We’ve all played gigs in the past where we know that everyone who is in the audience is basically just your mates who are also in bands – is there a danger that a SoundCloud-type platform with some features only accessible to people with SoundCloud tokens to pay for them, might start to feel a bit like that?
It’s funny, as I feel that our corner of music at large is basically that scenario in extremes right now. Everyone interested in niche music makes music to some extent, and so rather than looking at such a scenario pessimistically I would suggest that hints at quite an optimistic predicament – in which everyone involved in a culture feels a stake in it, and eagerness to contribute, either with their own creative contributions or financially.
It’s long been obvious that everyone with a vested interest in music has a deeper personal creative connection with it – just look at the playcounts of music-making tutorials on YouTube in relation to videos of the music itself. I remember joking at Ableton Loop last year that the prevalence of “hand cam/home cooking” shots of artist or DJ’s hands are becoming more commonplace at festivals as some kind of implicit acknowledgement that the audience has more of an interest in what people on stage are doing than they may have done historically, as they themselves have the tools and aspire to do it too. I don’t see this as a problem.
But let’s take the scenario that you proposed, at the gig – is the answer to that situation to charge nothing at the door? Were the earliest independent labels acting elitist or aloof to those who could not afford to spend the money to hear their music on record? Of course not. To put it frankly, we can’t have it both ways – in an ideal world I would love for everyone to be able to to enjoy music for free, and for musicians of substance to be valued and rewarded. If we are going down that path, then why stop there? In an ideal world I’d prefer for food to be free. It’s not elitist or discriminatory to expect for art and the scenes that create it to be sustained by those who partake in them.
I do think that tokens, however, open up possibilities for people to contribute in ways other than the financial and be rewarded with access, and I’d encourage more thinking as to how that could work for those whom the menial amount it might cost a month is too steep.
Also, on the question of accessibility, we have to take a broader look. If we don’t find an alternative protocol by which to run independent music, then more spaces will shut down, more local scenes will eventually dissolve, curbing the development of distinct geographic musical identities.
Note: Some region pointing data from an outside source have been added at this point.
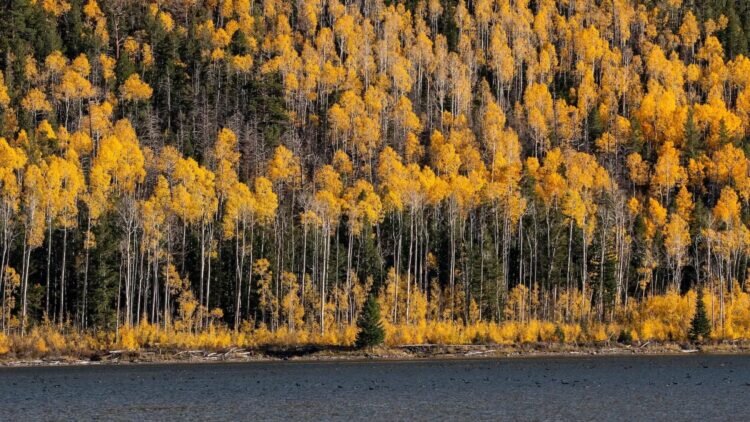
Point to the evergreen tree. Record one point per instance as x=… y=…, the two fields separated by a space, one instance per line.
x=700 y=328
x=370 y=327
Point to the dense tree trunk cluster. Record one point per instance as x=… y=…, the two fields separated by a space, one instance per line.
x=269 y=164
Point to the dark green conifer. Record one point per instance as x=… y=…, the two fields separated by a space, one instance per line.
x=371 y=331
x=700 y=328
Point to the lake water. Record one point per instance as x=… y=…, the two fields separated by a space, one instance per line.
x=691 y=387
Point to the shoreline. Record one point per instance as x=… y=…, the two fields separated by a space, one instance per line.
x=405 y=353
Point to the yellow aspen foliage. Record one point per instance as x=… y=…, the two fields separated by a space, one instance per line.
x=226 y=159
x=92 y=11
x=55 y=63
x=284 y=166
x=193 y=193
x=668 y=172
x=684 y=204
x=55 y=7
x=362 y=205
x=676 y=238
x=35 y=101
x=267 y=201
x=4 y=96
x=239 y=209
x=13 y=160
x=727 y=209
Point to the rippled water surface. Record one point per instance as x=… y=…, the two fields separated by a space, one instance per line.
x=690 y=387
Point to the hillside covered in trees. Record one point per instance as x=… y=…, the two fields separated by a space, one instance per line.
x=248 y=171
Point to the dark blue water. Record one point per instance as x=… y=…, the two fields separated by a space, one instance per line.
x=692 y=387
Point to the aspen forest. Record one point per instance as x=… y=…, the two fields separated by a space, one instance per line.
x=218 y=173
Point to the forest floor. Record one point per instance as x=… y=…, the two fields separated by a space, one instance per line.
x=405 y=352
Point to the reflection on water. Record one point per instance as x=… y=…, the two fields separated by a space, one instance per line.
x=601 y=388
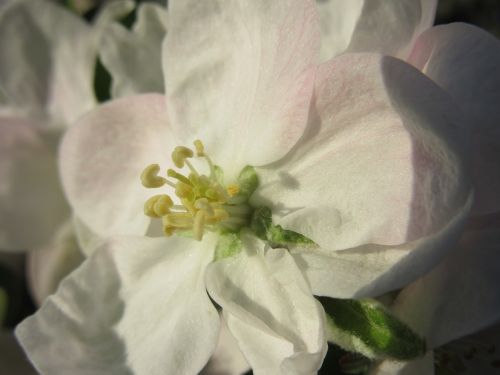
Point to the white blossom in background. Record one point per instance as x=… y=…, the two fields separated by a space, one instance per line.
x=460 y=296
x=358 y=154
x=46 y=83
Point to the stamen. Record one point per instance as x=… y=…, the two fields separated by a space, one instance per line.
x=206 y=203
x=199 y=222
x=150 y=178
x=158 y=205
x=180 y=155
x=200 y=149
x=178 y=176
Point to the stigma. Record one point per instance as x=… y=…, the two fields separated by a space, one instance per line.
x=201 y=202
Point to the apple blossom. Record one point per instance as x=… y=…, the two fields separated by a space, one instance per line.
x=287 y=179
x=463 y=60
x=460 y=58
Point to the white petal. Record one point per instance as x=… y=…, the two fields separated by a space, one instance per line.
x=270 y=310
x=459 y=296
x=134 y=57
x=48 y=265
x=338 y=19
x=464 y=60
x=227 y=359
x=239 y=75
x=47 y=61
x=136 y=306
x=88 y=241
x=12 y=357
x=102 y=158
x=371 y=270
x=32 y=205
x=379 y=163
x=385 y=26
x=421 y=366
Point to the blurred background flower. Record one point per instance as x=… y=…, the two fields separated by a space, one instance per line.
x=18 y=298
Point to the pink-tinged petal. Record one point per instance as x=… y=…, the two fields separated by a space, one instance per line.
x=269 y=309
x=338 y=19
x=458 y=297
x=379 y=164
x=102 y=157
x=421 y=366
x=126 y=54
x=385 y=26
x=227 y=358
x=47 y=61
x=464 y=61
x=239 y=76
x=49 y=264
x=32 y=205
x=88 y=241
x=371 y=270
x=136 y=306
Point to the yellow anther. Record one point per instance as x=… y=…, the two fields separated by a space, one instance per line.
x=233 y=189
x=150 y=178
x=158 y=205
x=163 y=205
x=179 y=220
x=199 y=224
x=180 y=155
x=200 y=149
x=183 y=190
x=178 y=176
x=204 y=204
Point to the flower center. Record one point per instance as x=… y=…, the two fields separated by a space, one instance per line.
x=205 y=202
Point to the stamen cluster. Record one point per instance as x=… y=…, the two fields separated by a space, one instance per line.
x=205 y=202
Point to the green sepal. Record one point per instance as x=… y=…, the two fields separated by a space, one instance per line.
x=263 y=227
x=228 y=245
x=248 y=181
x=367 y=327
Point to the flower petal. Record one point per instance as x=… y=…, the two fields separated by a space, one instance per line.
x=227 y=358
x=239 y=75
x=270 y=310
x=136 y=306
x=32 y=204
x=48 y=265
x=47 y=61
x=371 y=270
x=102 y=158
x=464 y=60
x=384 y=26
x=134 y=57
x=459 y=296
x=380 y=161
x=87 y=240
x=12 y=357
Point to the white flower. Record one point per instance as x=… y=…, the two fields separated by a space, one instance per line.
x=46 y=70
x=357 y=154
x=462 y=59
x=459 y=296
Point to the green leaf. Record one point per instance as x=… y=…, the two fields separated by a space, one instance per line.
x=263 y=227
x=229 y=244
x=367 y=327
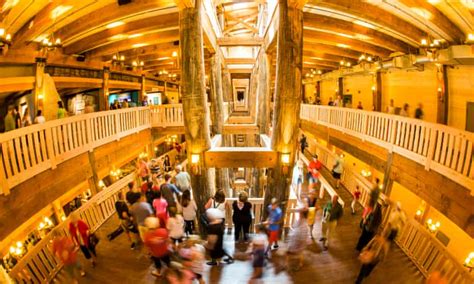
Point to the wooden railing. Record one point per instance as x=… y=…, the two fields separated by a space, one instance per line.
x=444 y=149
x=167 y=115
x=27 y=151
x=423 y=249
x=40 y=265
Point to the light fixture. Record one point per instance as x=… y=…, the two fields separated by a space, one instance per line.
x=5 y=39
x=114 y=24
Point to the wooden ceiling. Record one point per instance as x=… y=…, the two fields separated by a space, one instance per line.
x=148 y=30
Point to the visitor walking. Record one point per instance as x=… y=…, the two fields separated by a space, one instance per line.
x=189 y=212
x=156 y=240
x=140 y=210
x=369 y=225
x=338 y=168
x=355 y=198
x=371 y=255
x=182 y=179
x=81 y=235
x=242 y=216
x=332 y=212
x=274 y=220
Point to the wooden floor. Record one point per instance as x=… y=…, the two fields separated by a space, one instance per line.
x=117 y=263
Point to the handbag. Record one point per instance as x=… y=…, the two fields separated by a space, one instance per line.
x=367 y=256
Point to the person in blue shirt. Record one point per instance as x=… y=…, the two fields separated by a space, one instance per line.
x=274 y=219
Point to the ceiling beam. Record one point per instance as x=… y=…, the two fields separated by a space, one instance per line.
x=331 y=39
x=331 y=49
x=354 y=31
x=157 y=38
x=143 y=27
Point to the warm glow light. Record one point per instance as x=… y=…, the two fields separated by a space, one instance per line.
x=58 y=11
x=115 y=24
x=195 y=158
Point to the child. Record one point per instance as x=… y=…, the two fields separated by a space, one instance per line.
x=175 y=226
x=355 y=198
x=273 y=221
x=259 y=243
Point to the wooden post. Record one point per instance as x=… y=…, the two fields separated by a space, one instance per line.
x=263 y=93
x=377 y=93
x=142 y=93
x=38 y=96
x=286 y=108
x=195 y=109
x=443 y=95
x=104 y=92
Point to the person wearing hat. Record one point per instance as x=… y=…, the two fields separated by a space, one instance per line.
x=157 y=241
x=215 y=237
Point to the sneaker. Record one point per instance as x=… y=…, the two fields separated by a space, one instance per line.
x=156 y=273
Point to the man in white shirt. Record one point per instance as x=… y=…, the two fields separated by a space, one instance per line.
x=182 y=179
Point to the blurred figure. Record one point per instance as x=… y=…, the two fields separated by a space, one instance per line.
x=303 y=143
x=405 y=110
x=311 y=204
x=313 y=170
x=39 y=119
x=140 y=210
x=396 y=222
x=369 y=225
x=215 y=236
x=274 y=219
x=26 y=120
x=61 y=110
x=371 y=255
x=355 y=198
x=391 y=107
x=182 y=179
x=80 y=233
x=10 y=119
x=419 y=114
x=189 y=212
x=258 y=246
x=242 y=216
x=298 y=239
x=175 y=226
x=156 y=240
x=332 y=212
x=338 y=168
x=63 y=249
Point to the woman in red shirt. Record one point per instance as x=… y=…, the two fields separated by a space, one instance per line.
x=80 y=233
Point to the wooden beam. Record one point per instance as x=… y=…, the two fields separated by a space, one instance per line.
x=312 y=36
x=141 y=27
x=110 y=49
x=355 y=31
x=239 y=41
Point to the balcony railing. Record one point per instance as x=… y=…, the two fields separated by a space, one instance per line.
x=437 y=147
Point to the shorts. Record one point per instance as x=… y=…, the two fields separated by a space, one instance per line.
x=273 y=236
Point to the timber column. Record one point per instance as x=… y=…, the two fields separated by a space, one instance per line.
x=286 y=111
x=193 y=94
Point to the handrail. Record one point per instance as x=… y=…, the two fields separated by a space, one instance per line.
x=28 y=151
x=423 y=249
x=444 y=149
x=40 y=265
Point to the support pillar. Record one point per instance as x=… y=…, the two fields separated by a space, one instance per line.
x=104 y=92
x=263 y=93
x=195 y=110
x=38 y=96
x=286 y=108
x=443 y=95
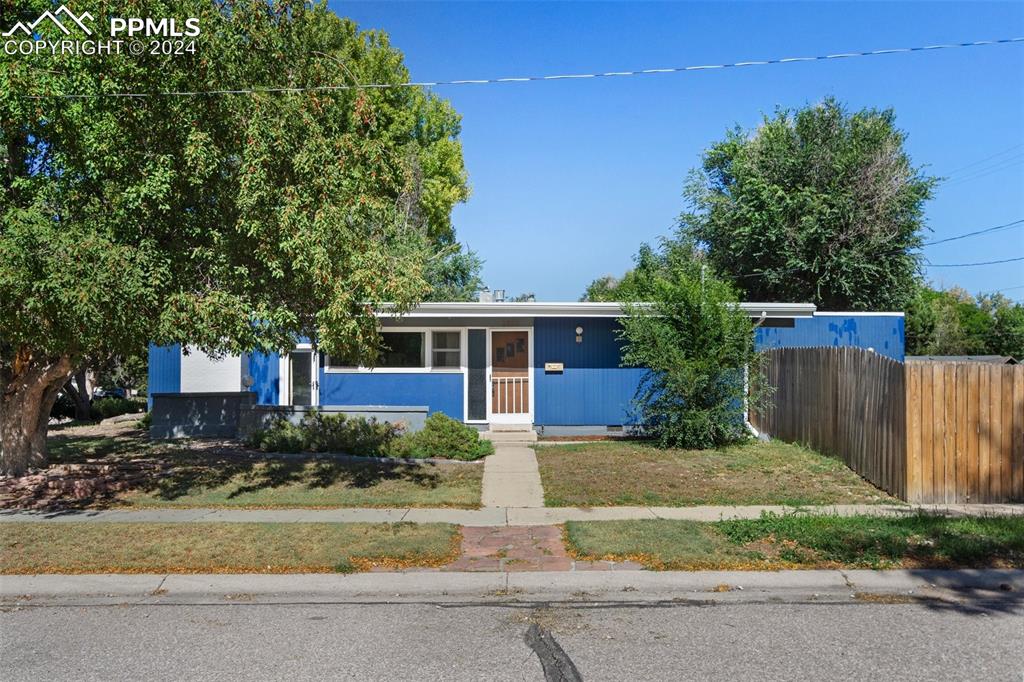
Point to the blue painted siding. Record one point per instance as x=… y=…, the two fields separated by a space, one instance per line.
x=439 y=391
x=884 y=333
x=592 y=389
x=265 y=371
x=165 y=370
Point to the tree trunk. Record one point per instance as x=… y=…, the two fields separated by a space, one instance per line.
x=28 y=389
x=77 y=390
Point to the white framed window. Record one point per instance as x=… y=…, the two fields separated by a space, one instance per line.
x=410 y=350
x=445 y=349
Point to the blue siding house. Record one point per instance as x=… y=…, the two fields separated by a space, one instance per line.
x=553 y=366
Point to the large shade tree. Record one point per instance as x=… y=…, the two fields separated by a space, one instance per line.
x=817 y=205
x=226 y=222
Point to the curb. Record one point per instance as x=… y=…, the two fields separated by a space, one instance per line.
x=615 y=586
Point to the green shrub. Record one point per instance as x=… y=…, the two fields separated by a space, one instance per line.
x=114 y=407
x=444 y=437
x=325 y=433
x=693 y=341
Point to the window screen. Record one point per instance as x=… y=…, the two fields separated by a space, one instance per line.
x=445 y=349
x=402 y=349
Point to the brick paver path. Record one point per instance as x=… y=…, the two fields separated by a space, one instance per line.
x=522 y=548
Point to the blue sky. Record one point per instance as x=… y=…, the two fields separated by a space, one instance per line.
x=569 y=177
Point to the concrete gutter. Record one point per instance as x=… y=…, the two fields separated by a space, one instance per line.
x=486 y=516
x=633 y=586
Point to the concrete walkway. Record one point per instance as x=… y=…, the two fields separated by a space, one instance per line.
x=512 y=478
x=489 y=516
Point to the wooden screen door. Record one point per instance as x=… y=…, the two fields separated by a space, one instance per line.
x=510 y=377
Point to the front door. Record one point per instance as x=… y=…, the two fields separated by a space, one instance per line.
x=302 y=378
x=510 y=398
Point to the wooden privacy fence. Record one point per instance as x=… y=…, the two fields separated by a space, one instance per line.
x=937 y=432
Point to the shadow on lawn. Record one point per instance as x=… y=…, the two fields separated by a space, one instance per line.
x=170 y=471
x=254 y=473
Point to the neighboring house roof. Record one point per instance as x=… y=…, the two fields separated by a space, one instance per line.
x=992 y=359
x=577 y=309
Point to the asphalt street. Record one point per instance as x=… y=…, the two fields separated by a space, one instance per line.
x=474 y=639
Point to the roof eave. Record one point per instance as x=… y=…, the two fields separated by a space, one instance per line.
x=573 y=309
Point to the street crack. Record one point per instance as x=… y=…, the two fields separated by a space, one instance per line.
x=556 y=664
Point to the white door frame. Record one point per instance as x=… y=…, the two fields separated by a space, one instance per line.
x=520 y=418
x=285 y=371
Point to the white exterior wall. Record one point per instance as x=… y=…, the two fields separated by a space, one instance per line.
x=201 y=374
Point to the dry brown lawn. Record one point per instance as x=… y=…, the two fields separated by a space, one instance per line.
x=47 y=547
x=628 y=473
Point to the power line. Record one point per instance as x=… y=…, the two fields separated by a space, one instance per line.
x=526 y=79
x=977 y=232
x=981 y=161
x=987 y=170
x=986 y=262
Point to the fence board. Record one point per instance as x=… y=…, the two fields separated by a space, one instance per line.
x=926 y=432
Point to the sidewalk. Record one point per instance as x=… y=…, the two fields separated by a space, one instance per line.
x=487 y=516
x=512 y=478
x=632 y=586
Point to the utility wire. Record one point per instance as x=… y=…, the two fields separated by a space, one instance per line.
x=986 y=262
x=996 y=228
x=525 y=79
x=986 y=171
x=981 y=161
We are already perilously close to a situation in which access for the many is limited to being able to listen to online documentation of events and culture that happens elsewhere, among people with the financial means and access to travel and partake in festivals and events in increasingly expensive urban centres.
So I think that there is already a problem of access. Personally, I would way rather try and find ways for people to be able to build a decentralised network of sustainable local scenes that support each other, than throw all that out the window in lieu of giving people free access to files in their bedrooms. That isn’t culture as I know it – or at least it certainly isn’t a utopian vision of how things could run.